難しく考える必要はありません。花をよく見るのはもちろん、触れたり香りを嗅いだりしてみて、色彩なのか造形なのか、その花の美しいと感じた部分を撮ってみる。そんな風に少し意識するだけで、個性的な写真が撮れるようになります」

さらに小川氏は“コミュニティーが大切”とも語る。

「『花の写真FBグループ展』のメンバーは、年齢や職業、住む場所もさまざまな30名程度の人数で運営しています。この半年間、メンバーは本展覧会に向けて写真制作に取り組んできました。同じ目標を持つ仲間たちにとって、『Facebook』のグループ、リアルの講習会は“交流の場”でもありました。
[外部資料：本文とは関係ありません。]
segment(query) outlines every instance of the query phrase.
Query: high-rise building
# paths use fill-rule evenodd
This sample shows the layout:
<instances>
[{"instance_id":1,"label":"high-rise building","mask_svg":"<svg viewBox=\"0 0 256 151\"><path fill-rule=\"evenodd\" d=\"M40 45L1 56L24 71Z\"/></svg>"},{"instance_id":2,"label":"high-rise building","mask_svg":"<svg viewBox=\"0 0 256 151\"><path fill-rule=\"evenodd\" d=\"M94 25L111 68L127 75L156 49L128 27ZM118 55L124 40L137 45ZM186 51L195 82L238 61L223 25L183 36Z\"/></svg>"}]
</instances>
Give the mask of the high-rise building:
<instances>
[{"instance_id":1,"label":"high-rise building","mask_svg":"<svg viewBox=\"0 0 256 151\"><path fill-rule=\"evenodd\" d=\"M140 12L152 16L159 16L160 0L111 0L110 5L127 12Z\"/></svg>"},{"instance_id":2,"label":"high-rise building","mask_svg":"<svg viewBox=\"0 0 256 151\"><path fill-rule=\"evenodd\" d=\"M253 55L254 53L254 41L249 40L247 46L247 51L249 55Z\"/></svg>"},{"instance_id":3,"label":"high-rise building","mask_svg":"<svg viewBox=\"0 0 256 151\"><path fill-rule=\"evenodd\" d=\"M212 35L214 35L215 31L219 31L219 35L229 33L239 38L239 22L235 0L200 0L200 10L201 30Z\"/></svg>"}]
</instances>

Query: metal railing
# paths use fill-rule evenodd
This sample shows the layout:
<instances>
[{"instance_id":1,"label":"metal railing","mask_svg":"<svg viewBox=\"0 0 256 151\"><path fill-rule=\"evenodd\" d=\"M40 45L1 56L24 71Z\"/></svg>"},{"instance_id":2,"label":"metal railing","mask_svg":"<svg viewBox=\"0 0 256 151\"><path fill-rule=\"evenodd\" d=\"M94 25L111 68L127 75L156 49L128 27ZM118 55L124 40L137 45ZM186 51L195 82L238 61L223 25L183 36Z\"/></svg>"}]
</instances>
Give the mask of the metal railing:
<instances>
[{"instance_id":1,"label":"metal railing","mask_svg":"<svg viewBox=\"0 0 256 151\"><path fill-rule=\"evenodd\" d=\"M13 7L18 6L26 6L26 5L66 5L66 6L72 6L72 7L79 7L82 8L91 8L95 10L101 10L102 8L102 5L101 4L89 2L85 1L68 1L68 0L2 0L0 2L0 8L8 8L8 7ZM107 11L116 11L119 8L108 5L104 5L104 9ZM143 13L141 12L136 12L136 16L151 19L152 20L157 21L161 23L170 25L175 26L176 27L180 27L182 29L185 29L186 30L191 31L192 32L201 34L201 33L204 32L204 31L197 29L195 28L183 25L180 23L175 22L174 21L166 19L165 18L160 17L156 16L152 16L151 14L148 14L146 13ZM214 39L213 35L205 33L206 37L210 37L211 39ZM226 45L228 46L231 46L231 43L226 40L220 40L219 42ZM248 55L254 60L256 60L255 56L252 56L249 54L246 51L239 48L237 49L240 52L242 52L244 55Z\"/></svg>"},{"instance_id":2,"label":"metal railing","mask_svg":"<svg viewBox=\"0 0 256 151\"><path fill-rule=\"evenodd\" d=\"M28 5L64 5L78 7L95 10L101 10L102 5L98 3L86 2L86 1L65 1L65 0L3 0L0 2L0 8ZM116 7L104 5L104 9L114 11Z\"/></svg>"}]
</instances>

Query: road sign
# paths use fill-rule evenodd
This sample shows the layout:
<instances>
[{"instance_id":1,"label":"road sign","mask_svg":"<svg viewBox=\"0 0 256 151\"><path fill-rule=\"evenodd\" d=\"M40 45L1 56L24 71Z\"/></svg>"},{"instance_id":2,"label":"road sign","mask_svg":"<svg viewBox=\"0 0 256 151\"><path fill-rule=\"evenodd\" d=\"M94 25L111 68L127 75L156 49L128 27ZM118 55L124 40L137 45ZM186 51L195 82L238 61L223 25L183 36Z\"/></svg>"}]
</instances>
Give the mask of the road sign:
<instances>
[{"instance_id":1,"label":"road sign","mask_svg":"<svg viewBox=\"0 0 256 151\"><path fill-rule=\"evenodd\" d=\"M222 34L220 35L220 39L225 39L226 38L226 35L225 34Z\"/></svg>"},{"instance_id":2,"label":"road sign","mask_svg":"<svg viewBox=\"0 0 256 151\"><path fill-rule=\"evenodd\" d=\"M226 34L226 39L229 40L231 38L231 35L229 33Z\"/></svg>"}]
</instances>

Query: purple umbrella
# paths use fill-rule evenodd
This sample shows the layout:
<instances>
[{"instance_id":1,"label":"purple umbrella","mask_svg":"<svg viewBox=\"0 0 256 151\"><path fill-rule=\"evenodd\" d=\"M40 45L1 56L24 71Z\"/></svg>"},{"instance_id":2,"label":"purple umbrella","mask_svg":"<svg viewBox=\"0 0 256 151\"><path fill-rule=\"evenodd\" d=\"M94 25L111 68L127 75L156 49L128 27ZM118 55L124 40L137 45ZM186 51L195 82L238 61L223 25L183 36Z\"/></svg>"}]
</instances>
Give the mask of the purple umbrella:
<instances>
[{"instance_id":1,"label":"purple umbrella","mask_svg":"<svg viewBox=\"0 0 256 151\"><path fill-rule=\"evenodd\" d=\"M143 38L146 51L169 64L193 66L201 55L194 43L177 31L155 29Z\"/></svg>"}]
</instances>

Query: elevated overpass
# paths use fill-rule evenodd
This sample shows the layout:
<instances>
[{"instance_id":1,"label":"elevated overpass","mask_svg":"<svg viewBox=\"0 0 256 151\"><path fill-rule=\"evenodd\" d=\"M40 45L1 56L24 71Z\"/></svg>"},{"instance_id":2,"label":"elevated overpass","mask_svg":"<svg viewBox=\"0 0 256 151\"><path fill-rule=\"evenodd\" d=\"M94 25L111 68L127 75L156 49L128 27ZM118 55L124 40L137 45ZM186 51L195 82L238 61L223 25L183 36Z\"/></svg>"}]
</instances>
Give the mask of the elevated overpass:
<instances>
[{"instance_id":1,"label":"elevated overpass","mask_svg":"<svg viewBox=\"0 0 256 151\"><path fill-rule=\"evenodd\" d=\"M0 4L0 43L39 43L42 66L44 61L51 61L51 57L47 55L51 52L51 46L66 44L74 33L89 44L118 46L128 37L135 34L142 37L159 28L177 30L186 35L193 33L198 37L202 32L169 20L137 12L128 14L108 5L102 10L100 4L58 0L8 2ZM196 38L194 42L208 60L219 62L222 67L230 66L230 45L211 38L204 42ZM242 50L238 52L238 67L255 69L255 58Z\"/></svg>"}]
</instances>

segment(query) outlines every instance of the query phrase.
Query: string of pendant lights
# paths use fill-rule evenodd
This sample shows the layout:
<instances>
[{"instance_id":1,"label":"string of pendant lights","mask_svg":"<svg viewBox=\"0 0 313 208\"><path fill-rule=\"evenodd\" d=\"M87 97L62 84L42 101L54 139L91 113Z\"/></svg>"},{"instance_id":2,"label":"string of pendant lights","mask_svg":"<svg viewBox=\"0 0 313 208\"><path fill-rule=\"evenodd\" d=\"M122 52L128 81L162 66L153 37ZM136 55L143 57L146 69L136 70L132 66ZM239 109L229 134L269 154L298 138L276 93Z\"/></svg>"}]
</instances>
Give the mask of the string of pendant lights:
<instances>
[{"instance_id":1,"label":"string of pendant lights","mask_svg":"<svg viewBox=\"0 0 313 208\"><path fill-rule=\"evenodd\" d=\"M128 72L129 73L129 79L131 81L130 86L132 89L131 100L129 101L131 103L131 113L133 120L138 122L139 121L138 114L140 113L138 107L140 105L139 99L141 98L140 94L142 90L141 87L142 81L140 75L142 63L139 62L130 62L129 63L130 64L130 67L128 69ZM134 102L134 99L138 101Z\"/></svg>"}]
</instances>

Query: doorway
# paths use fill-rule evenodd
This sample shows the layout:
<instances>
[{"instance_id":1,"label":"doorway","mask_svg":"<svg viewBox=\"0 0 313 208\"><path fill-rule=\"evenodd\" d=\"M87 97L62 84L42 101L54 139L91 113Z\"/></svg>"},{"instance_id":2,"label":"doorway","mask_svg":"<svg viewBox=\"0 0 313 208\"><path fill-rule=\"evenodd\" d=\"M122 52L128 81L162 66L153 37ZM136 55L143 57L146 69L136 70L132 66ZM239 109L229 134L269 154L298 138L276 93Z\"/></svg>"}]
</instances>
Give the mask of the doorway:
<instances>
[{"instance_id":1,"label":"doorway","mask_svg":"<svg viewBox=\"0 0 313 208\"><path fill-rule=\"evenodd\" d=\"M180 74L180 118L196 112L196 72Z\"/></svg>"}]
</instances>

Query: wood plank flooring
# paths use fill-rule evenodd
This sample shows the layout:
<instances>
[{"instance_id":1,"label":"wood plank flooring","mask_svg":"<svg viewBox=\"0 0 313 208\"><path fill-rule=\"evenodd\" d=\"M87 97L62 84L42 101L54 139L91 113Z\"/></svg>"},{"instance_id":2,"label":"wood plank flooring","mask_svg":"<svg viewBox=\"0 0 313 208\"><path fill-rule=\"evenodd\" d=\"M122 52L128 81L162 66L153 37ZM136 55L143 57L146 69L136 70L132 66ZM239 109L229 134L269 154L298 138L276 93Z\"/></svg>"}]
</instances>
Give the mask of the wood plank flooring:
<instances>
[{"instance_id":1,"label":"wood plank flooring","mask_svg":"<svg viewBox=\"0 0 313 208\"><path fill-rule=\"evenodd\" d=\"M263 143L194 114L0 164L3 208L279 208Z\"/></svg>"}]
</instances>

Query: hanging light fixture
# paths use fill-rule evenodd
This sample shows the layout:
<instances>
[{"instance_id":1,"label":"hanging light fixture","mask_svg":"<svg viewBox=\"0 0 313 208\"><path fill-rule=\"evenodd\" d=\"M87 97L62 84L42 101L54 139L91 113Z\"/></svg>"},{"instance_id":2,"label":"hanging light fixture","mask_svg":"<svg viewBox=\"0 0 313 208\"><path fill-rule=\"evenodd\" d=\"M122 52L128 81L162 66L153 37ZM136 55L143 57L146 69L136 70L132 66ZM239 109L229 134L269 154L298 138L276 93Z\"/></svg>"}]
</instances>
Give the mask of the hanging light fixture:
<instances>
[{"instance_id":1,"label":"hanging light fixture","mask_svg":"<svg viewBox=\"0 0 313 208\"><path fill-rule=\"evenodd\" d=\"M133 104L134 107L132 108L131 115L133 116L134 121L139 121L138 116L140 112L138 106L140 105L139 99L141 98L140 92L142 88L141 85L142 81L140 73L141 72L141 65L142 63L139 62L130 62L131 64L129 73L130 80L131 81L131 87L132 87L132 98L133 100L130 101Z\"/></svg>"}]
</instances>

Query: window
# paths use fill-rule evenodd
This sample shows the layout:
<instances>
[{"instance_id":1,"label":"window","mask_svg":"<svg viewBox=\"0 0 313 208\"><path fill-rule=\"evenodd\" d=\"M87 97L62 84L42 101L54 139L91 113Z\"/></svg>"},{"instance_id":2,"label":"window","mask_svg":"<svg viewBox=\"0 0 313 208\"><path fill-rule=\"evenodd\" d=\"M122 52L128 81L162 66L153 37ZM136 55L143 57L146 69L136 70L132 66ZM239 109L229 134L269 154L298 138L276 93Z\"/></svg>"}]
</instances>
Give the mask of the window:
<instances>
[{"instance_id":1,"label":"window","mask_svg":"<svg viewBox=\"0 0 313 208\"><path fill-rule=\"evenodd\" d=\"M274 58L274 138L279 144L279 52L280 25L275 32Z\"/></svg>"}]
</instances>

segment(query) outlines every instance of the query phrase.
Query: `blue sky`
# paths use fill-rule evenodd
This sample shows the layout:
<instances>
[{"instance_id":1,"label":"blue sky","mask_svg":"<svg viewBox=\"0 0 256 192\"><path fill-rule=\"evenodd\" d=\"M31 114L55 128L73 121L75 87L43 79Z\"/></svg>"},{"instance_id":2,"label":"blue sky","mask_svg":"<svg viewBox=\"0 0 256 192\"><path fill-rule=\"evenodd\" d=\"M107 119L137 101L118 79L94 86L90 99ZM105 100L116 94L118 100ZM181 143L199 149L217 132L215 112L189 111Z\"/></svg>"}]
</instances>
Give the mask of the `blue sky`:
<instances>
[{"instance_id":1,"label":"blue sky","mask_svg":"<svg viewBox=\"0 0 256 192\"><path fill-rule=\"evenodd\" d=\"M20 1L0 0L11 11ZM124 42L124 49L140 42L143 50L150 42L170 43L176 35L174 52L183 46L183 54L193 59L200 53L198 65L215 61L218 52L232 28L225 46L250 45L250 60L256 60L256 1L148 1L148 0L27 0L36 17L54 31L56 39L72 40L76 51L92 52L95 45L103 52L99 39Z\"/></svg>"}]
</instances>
メンバーは自分が撮った作品を“誰かに見てもらう喜び”を感じていると思います。ひとりではなく、いつも仲間たちが見ていてくれるからこそ、もっといい絵を撮ろうという励みにもなる。そういう意味では、同じ思いを共有できる仲間がいると写真を撮るという趣味も長く続けられるかもしれませんね」

写真を趣味にするには“同志”を見つけることも大切な要素。確かに、先に書いたベテランライターさんも「野球もそうだけど、仲間と一緒にいるってことが楽しいんですよね」と語っていた。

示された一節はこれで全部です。